I think you are confusing two similar, but separate concepts.
Both the screen and each polygon in a scene have UVs, because the screen is just two triangles at the end of the day. You may have been reading about screen/viewport coordinartes and it’s UVs as if it’s a polygon, which is correct, but not quite the same as the UVs of a mesh in the scene. You are drawing TO the viewport, after all.
The way a pixel shader works is it scans every pixel (actually, fragment) in the display and for each one it fetches the appropriate color by computing the transforms of meshes and the scene etc. Basically, you can think about it like it’s shooting a ray from the camera plane towards the scene, and the first thing it hits, that’s what it renders (it’s a simplification).

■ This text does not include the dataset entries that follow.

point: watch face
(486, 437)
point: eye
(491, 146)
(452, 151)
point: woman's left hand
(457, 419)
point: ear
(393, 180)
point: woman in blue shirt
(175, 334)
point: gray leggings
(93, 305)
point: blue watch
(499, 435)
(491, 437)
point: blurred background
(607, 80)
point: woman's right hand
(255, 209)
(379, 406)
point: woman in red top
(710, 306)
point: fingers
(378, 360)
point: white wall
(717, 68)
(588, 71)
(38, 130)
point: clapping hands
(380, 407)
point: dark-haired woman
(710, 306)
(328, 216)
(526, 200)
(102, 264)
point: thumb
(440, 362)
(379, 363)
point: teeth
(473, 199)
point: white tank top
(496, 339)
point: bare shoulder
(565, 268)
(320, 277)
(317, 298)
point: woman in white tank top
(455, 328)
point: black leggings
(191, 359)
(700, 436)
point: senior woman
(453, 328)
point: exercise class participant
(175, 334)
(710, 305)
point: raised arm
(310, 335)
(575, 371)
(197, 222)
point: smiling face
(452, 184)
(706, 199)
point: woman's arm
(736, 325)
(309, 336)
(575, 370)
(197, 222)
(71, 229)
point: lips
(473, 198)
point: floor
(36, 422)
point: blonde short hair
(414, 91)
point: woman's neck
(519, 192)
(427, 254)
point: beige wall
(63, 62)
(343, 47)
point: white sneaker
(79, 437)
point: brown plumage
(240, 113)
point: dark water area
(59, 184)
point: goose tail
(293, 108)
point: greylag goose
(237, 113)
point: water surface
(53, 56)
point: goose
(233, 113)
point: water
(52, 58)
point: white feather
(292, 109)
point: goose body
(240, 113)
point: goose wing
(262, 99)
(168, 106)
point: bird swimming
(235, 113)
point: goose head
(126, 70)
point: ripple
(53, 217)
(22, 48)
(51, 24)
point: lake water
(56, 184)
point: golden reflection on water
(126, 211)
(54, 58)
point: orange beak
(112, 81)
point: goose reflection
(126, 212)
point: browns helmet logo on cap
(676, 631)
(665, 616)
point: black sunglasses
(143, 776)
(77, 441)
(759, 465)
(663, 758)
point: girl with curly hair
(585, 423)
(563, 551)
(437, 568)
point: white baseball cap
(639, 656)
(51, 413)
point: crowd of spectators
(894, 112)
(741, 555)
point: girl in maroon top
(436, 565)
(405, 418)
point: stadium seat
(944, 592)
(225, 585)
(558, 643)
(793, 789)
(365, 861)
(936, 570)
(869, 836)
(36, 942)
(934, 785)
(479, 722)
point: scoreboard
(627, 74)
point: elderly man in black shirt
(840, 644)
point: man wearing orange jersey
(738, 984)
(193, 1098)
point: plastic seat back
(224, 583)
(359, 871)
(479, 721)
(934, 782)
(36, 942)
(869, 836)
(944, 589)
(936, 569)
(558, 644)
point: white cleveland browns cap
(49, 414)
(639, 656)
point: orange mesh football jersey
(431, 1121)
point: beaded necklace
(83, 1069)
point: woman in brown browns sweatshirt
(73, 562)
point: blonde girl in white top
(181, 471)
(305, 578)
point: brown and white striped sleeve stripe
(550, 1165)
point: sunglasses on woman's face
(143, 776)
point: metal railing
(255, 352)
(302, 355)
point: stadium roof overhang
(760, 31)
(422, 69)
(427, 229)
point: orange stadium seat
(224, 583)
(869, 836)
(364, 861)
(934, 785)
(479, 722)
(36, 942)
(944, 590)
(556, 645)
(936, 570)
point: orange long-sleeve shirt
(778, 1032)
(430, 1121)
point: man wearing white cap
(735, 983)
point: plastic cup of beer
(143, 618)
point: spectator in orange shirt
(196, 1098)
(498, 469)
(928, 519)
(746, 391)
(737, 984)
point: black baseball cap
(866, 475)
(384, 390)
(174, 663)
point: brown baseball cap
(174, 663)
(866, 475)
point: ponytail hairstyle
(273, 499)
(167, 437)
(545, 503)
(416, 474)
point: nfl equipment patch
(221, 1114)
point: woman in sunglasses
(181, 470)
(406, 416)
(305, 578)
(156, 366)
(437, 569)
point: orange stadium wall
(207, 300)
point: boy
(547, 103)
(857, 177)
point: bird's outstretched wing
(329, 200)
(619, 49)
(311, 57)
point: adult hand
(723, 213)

When if hits a face, it finds WHERE on that face it hit, that’s the UV. This coordinate is then passed to the UV map to get the color from the texel (texture pixel, usually) that corresponds to that UV. This is the albedo color that will be used, normally. It can be modified by lights and reflections, etc, of course.
The point is the UVs of a face in the scene map to a texture. The mesh gets transformed by the model and view matrices. The final fragment on the vieport can then further be modified by treating it like a face itself. Usually you’re not gonna touch the vertex shader for normal rendering. That’s only if you need to add or modify vertex data (data about a vertex, like color) while rendering.
I hope this helps clear a bit of the confusion. It’s not easy to visualize all that goes on in a shader, but it’s easier if you understand each independent step as a single thing. And remember it all happens one per pixel (actually, per fragment, which can be more or less pixels depending on the device, but on regular screens, usually a pixel is a fragment).